Given the tens of millions of potential migrants in Africa wanting to live in Europe, physical prevention will be the only viable solution. It just hasn’t been tried yet. Europe is not defenceless against this unwanted human tide, but it needs to re-learn how to defend itself.

Kirk Susong
Kirk Susong
7 months ago

“It should be clear by now, after Europe’s decade of quasi-permanent crisis, that this lack of solidarity between member states is a feature, not a bug, of the EU.”
Surprised there have been no comments on this sentence, which strikes me as the key to this situation. Conflict between member states is what enables the apparatchiks in Brussels to run the show. A destabilized and unsure political direction for the EU as a whole amplifies the power of those who lurk in the corridors of power and know just the right bureaucratic signals and hints to whisper around corners.
Public choice theory at its finest… civil servants are rarely civil and never servants.

Last edited 7 months ago by Kirk Susong
j watson
j watson
7 months ago

Of course EU unity on the Tunisian deal will have to be resolved because Meloni could just allow all these migrants to pass through Italy and head North.

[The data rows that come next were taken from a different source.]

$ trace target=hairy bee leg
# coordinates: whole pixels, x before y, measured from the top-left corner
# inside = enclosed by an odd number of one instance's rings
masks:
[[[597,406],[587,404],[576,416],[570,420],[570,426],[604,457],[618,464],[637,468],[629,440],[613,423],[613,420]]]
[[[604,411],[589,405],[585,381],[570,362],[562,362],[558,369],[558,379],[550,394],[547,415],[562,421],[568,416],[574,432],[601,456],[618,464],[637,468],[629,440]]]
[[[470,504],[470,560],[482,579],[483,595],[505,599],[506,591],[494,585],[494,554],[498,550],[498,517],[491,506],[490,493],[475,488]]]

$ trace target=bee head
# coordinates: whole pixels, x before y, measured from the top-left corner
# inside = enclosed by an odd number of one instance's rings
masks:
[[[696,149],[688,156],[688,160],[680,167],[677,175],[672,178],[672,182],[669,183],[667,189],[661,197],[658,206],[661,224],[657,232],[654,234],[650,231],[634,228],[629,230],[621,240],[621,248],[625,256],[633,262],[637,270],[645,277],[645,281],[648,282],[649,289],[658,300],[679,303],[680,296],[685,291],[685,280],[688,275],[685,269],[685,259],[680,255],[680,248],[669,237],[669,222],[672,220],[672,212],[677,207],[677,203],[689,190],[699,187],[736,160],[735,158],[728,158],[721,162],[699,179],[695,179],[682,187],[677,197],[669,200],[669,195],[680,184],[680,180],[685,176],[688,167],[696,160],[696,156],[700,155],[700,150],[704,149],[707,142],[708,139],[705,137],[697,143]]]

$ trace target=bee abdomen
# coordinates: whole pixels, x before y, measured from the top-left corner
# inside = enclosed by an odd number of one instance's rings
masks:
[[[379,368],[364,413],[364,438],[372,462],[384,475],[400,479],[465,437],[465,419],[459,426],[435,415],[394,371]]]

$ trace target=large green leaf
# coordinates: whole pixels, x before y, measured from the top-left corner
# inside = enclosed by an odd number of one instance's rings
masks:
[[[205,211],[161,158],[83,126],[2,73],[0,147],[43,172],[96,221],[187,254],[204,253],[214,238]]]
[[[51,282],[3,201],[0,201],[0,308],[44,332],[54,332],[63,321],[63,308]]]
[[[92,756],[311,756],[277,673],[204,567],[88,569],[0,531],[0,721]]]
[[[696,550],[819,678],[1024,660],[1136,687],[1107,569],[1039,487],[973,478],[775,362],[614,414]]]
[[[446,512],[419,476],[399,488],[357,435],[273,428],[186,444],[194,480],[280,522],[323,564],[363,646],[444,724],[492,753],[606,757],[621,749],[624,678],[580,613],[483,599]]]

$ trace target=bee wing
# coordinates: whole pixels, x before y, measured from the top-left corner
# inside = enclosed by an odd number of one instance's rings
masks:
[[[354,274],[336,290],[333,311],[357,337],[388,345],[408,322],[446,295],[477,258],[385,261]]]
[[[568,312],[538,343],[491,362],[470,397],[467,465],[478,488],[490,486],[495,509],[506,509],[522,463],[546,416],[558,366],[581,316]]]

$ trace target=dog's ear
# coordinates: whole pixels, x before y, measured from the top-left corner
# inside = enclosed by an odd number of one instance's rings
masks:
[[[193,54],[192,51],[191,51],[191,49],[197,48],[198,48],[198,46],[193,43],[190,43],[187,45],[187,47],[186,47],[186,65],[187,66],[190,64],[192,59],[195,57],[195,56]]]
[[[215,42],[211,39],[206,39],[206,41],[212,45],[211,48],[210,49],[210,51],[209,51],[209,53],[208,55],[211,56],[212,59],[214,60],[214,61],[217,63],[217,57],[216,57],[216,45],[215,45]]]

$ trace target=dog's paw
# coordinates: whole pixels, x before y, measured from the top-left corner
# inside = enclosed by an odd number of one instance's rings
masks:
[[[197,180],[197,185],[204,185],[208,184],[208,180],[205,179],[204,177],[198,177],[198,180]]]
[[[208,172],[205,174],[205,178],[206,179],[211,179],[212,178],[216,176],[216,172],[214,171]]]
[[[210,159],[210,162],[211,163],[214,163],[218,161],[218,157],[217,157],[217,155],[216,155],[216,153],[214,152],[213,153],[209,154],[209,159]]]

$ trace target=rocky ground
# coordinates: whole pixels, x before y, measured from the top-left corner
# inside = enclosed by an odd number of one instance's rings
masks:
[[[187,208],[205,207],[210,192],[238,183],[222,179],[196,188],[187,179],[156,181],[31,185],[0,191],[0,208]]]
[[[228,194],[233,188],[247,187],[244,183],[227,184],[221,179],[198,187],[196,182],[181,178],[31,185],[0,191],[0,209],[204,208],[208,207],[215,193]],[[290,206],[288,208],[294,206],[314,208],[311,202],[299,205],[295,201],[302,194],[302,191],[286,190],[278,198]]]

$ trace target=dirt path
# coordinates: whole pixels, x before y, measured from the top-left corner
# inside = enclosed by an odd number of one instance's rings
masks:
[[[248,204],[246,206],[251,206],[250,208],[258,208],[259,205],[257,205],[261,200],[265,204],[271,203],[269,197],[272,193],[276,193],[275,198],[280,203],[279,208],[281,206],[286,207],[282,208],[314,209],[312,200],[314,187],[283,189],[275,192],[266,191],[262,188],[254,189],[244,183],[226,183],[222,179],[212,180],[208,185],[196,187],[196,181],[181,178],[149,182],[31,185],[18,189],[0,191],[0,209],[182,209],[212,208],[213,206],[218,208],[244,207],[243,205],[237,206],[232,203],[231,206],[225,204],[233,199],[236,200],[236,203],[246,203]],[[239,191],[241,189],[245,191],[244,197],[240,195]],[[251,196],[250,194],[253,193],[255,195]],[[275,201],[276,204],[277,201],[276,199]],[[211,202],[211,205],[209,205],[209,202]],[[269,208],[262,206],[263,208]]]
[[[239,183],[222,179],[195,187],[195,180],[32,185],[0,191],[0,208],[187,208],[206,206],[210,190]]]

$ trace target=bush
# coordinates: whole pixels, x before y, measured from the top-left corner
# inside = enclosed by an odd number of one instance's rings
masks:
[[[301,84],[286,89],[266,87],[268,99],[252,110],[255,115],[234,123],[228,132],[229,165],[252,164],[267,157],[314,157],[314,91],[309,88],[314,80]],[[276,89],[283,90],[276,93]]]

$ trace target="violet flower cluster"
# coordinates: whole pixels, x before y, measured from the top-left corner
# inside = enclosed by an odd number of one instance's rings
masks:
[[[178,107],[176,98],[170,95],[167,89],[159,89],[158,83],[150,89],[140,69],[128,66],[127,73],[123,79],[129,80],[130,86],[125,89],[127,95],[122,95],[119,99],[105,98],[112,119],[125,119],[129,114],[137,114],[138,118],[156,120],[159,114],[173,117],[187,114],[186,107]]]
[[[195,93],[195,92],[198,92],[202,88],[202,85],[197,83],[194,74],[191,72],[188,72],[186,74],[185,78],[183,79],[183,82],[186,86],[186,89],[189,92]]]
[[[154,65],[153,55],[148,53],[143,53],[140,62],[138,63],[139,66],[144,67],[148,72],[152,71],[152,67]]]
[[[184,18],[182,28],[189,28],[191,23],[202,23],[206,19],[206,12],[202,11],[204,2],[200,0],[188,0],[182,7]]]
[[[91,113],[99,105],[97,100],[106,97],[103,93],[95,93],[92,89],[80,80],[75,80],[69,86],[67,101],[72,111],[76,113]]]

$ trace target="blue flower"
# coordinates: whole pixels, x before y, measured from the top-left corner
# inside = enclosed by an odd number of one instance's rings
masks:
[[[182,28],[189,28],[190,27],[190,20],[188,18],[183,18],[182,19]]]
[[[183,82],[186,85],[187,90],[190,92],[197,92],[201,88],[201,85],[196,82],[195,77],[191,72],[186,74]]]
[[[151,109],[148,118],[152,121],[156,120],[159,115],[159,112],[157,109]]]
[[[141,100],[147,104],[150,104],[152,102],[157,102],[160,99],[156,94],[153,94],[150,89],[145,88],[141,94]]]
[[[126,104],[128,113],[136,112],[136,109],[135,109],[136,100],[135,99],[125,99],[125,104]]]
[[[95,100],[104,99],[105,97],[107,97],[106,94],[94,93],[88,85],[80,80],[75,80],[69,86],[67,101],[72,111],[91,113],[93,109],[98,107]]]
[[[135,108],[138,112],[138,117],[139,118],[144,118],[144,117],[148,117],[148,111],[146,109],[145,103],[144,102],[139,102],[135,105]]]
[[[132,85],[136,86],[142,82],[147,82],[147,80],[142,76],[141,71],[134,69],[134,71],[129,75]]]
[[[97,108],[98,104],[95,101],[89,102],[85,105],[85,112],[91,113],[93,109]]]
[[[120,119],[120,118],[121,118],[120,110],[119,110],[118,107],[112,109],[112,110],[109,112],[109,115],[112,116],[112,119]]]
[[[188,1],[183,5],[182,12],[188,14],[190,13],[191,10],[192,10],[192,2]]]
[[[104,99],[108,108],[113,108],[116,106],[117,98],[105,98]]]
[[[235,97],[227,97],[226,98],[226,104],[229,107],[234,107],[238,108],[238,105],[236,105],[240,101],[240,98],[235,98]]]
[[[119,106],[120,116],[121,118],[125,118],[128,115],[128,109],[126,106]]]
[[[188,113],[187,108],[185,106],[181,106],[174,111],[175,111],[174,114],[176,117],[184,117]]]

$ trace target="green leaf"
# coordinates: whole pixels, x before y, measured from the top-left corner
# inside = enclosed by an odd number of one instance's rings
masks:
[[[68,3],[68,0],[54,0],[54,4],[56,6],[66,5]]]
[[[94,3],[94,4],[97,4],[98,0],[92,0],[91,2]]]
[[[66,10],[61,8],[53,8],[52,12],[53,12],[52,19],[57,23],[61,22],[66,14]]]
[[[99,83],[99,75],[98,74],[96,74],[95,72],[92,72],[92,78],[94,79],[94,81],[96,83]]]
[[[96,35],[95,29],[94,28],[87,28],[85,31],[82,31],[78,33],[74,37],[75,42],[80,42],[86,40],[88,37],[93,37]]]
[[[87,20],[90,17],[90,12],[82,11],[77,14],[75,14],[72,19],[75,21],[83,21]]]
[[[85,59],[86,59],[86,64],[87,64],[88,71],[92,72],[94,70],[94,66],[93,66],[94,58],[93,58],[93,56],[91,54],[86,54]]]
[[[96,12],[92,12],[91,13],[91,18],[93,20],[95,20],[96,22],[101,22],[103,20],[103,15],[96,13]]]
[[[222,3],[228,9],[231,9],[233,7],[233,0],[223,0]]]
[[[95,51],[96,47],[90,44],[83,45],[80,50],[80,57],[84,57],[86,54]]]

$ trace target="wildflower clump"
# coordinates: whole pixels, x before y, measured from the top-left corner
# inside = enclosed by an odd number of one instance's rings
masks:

And many will head straight to the Channel. Thus the UK should also be party to this deal and be partaking/driving a multi-lateral response.
It appears some brinkmanship is taking place, which is clearly dangerous and frustrating, but not exactly unique in negotiations.

Noel Chiappa
Noel Chiappa
6 months ago

Evacuate all the residents. Leave the migrants to their own devices. When people elsewhere start to whine about migrants dying of thirst, reply ‘If you want to do something to help, go for it. Ta.’